Week 5— Protein Design Part II

Part A: SOD1 Binder Peptide Design (From Pranam)

Part 1: Generate Binders with PepMLM

P00441 is the unique identifier for Human Superoxide Dismutase 1.

This is the original squence: MATKAVCVLKGDGPVQGIINFEQKESNGPVKVWGSIKGLTEGLHGFHVHEFGDNTAGCTSAGPHFNPLSRKHGGPKDEERHVGDLGNVTADKDGVADVSIEDSVISLSGDHCIIGRTLVVHEKADDLGKGGNEESTKTGNAGSRLACGVIGIAQ

This is the mutation squence: utant Sequence (Target): MATKVVCVLKGDGPVQGIINFEQKESNGPVKVWGSIKGLTEGLHGFHVHEFGDNTAGCTSAGPHFNPLSRKHGGPKDEERHVGDLGNVTADKDGVADVSIEDSVISLSGDHCIIGRTLVVHEKADDLGKGGNEESTKTGNAGSRLACGVIGIAQ

Four unique 12-amino acid peptides were sampled conditionally on the mutant sequence using the PepMLM-650M masked language model. A known reference binding peptide (FLYRWLPSRRGG) was appended to the list for comparative analysis.

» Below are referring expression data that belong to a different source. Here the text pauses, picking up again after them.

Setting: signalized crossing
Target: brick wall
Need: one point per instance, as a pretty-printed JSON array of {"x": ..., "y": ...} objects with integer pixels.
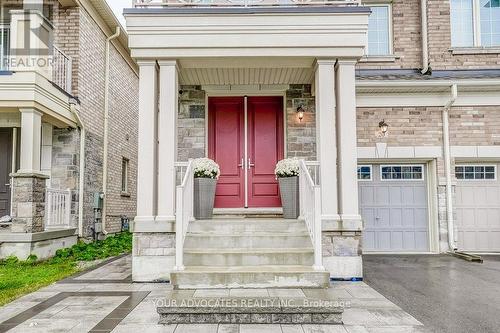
[
  {"x": 440, "y": 42},
  {"x": 407, "y": 46},
  {"x": 471, "y": 126},
  {"x": 301, "y": 135},
  {"x": 191, "y": 123},
  {"x": 408, "y": 126}
]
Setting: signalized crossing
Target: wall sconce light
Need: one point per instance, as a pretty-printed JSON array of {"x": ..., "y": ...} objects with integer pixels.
[
  {"x": 300, "y": 113},
  {"x": 383, "y": 128}
]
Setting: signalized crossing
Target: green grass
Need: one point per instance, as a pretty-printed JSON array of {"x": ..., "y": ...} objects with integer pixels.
[{"x": 18, "y": 278}]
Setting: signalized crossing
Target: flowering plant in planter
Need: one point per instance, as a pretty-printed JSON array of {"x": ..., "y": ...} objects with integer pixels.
[
  {"x": 287, "y": 171},
  {"x": 288, "y": 167},
  {"x": 205, "y": 168},
  {"x": 206, "y": 172}
]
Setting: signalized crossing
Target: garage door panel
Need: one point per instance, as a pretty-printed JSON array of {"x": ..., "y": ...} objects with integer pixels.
[
  {"x": 367, "y": 195},
  {"x": 478, "y": 214},
  {"x": 409, "y": 217},
  {"x": 400, "y": 222},
  {"x": 396, "y": 217},
  {"x": 382, "y": 196}
]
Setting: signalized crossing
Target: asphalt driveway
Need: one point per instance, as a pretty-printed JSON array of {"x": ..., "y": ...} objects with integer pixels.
[{"x": 445, "y": 293}]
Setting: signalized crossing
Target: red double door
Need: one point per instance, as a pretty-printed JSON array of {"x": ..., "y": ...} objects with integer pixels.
[{"x": 245, "y": 137}]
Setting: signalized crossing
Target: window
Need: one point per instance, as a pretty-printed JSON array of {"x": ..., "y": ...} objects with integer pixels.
[
  {"x": 125, "y": 172},
  {"x": 364, "y": 172},
  {"x": 475, "y": 172},
  {"x": 4, "y": 47},
  {"x": 401, "y": 172},
  {"x": 379, "y": 35},
  {"x": 475, "y": 23}
]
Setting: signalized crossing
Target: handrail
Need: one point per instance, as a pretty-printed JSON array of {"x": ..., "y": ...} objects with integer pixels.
[
  {"x": 183, "y": 214},
  {"x": 310, "y": 211},
  {"x": 242, "y": 3},
  {"x": 58, "y": 209}
]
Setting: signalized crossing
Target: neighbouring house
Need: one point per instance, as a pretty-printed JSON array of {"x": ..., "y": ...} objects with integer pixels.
[
  {"x": 394, "y": 106},
  {"x": 68, "y": 125}
]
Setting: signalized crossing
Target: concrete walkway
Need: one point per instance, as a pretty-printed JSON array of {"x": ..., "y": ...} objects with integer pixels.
[
  {"x": 105, "y": 300},
  {"x": 445, "y": 293}
]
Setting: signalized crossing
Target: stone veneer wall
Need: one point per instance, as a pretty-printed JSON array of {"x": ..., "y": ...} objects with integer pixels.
[
  {"x": 301, "y": 135},
  {"x": 191, "y": 123},
  {"x": 65, "y": 171}
]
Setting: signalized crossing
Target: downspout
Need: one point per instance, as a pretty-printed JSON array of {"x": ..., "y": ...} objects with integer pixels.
[
  {"x": 81, "y": 176},
  {"x": 425, "y": 47},
  {"x": 447, "y": 167},
  {"x": 106, "y": 130}
]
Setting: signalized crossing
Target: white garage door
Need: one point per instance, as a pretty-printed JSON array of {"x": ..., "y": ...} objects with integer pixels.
[
  {"x": 393, "y": 204},
  {"x": 478, "y": 207}
]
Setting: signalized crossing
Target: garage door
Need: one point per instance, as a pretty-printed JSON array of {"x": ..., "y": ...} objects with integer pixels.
[
  {"x": 477, "y": 206},
  {"x": 393, "y": 204}
]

Part 2: Evaluate Binders with AlphaFold3

Each peptide-protein pair was modeled as a heterocomplex (Chain A: SOD1 mutant, Chain B: Peptide) using the AlphaFold 3 Server to calculate structural confidence scores and spatial localization.

. Structural Localization & Binding Interfaces: - Pep-1 & Pep-2 (ipTM = 0.30): Both peptides show low structural confidence. They seem loosely attached to flexible loop regions, away from the core beta-barrel. They do not form distinct, deep contacts near the A4V locus or the stable dimeric interface.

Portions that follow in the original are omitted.